Preparation time
1-2 hours
Cooking time
less than 10 mins
Serves
Serves 4
From Saturday Kitchen
Ingredients
For the prawn fritters
- 100g/3½oz plain flour
- 200g/7oz cornflour
- 1 tsp salt
- 25g/1oz chopped fresh coriander
- 3 garlic cloves, finely chopped
- 1 tbsp finely chopped root ginger
- 1 tbsp gochujang (Korean fermented chilli paste)
- 4 spring onions, chopped
- 1–2 tbsp Thai fish sauce
- 2 tbsp vegetable oil
- 300g/10½oz raw peeled prawns, chopped
For the chilli dressing
- 5 tbsp soy sauce
- 1 tbsp apple cider vinegar
- 1 tsp chilli flakes
- 1 tbsp sesame oil
Method
To make the prawn fritters, whisk the flour, cornflour, salt and 200ml/7fl oz water together in a bowl to make a batter. Leave to rest, covered, in the fridge for an hour.
To make the chilli dressing, whisk all the ingredients together in a small bowl and set aside.

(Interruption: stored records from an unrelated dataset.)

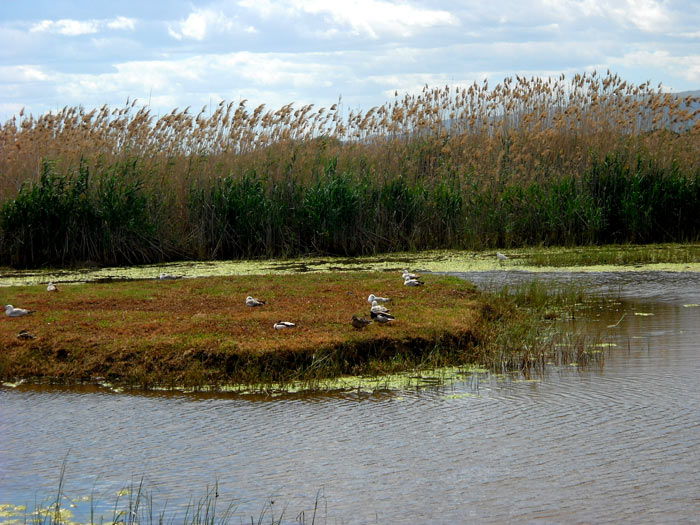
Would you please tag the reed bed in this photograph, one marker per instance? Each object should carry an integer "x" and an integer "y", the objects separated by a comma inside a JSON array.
[{"x": 554, "y": 161}]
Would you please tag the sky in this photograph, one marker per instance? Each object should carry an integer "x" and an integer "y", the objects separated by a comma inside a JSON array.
[{"x": 172, "y": 54}]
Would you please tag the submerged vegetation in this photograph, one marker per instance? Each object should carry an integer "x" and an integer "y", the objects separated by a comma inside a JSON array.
[
  {"x": 198, "y": 333},
  {"x": 554, "y": 162}
]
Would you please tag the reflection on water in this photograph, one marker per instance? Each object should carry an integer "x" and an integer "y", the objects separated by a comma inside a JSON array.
[{"x": 618, "y": 443}]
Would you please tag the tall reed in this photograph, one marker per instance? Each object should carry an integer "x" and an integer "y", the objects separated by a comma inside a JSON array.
[{"x": 589, "y": 159}]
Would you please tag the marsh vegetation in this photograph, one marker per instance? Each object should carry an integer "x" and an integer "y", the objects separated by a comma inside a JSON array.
[
  {"x": 199, "y": 333},
  {"x": 588, "y": 160}
]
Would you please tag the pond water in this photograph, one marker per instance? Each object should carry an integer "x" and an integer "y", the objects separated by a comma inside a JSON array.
[{"x": 615, "y": 442}]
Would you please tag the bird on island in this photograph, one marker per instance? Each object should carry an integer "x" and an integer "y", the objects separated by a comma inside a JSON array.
[
  {"x": 379, "y": 308},
  {"x": 373, "y": 297},
  {"x": 252, "y": 301},
  {"x": 412, "y": 282},
  {"x": 381, "y": 318},
  {"x": 24, "y": 335},
  {"x": 11, "y": 311},
  {"x": 360, "y": 322}
]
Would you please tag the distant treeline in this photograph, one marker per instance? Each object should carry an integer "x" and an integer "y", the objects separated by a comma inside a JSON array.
[
  {"x": 530, "y": 161},
  {"x": 112, "y": 216}
]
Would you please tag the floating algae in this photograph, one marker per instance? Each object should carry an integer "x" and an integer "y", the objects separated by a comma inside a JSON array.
[{"x": 527, "y": 259}]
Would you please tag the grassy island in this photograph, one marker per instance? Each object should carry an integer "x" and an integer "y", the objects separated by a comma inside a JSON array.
[{"x": 199, "y": 332}]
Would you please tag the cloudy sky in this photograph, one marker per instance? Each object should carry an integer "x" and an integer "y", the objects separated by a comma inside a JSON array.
[{"x": 174, "y": 53}]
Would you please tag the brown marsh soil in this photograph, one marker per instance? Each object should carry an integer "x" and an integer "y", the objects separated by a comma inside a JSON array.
[{"x": 199, "y": 332}]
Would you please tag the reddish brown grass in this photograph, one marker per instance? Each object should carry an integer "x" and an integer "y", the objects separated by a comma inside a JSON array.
[{"x": 200, "y": 330}]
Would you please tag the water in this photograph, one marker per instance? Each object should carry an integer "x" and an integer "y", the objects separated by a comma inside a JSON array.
[{"x": 606, "y": 444}]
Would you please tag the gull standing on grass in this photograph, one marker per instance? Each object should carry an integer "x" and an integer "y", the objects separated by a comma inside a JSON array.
[
  {"x": 252, "y": 301},
  {"x": 373, "y": 297},
  {"x": 11, "y": 311}
]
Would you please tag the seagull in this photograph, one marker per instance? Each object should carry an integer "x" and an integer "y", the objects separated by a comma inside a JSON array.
[
  {"x": 252, "y": 301},
  {"x": 379, "y": 308},
  {"x": 11, "y": 311},
  {"x": 381, "y": 318},
  {"x": 360, "y": 323},
  {"x": 25, "y": 335}
]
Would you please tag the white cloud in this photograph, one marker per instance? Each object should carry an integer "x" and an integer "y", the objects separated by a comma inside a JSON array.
[
  {"x": 66, "y": 27},
  {"x": 687, "y": 66},
  {"x": 122, "y": 22},
  {"x": 23, "y": 73},
  {"x": 648, "y": 15},
  {"x": 364, "y": 17},
  {"x": 70, "y": 27},
  {"x": 200, "y": 23}
]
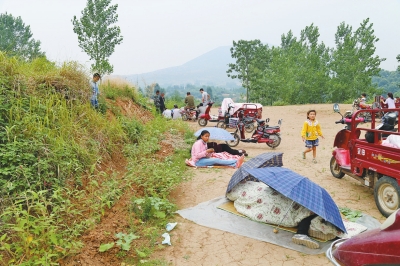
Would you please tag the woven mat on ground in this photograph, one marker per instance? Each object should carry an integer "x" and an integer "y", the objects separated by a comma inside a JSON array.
[{"x": 208, "y": 214}]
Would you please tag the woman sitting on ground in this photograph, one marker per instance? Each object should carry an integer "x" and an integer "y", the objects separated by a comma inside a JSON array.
[
  {"x": 222, "y": 147},
  {"x": 201, "y": 154}
]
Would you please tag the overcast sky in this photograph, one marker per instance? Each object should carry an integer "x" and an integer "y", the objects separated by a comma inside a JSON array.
[{"x": 164, "y": 33}]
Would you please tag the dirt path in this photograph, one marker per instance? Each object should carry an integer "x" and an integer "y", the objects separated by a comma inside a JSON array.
[{"x": 193, "y": 244}]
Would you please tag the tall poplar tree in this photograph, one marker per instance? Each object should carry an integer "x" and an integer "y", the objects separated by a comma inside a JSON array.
[
  {"x": 247, "y": 58},
  {"x": 97, "y": 34},
  {"x": 353, "y": 62}
]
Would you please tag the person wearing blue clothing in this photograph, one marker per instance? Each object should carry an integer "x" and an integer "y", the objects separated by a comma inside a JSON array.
[{"x": 95, "y": 90}]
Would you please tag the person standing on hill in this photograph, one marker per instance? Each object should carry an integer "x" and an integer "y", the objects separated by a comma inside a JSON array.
[
  {"x": 189, "y": 101},
  {"x": 162, "y": 102},
  {"x": 176, "y": 113},
  {"x": 309, "y": 133},
  {"x": 157, "y": 101},
  {"x": 95, "y": 90},
  {"x": 205, "y": 97}
]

When you are ready to cook the prawn fritters, remove the batter from the fridge and add the coriander, garlic, ginger, chilli paste, spring onions and fish sauce. Heat a frying pan and add the oil. Once hot, ladle the batter into the pan and quickly sprinkle with the chopped prawns. Fry one side for a few minutes, then flip over using a spatula. Continue cooking for another few minutes.
Using a slotted spoon, remove the batter from the frying oil and transfer to a plate lined with kitchen paper.
To serve, slice the fritters into squares and drizzle with the chilli dressing.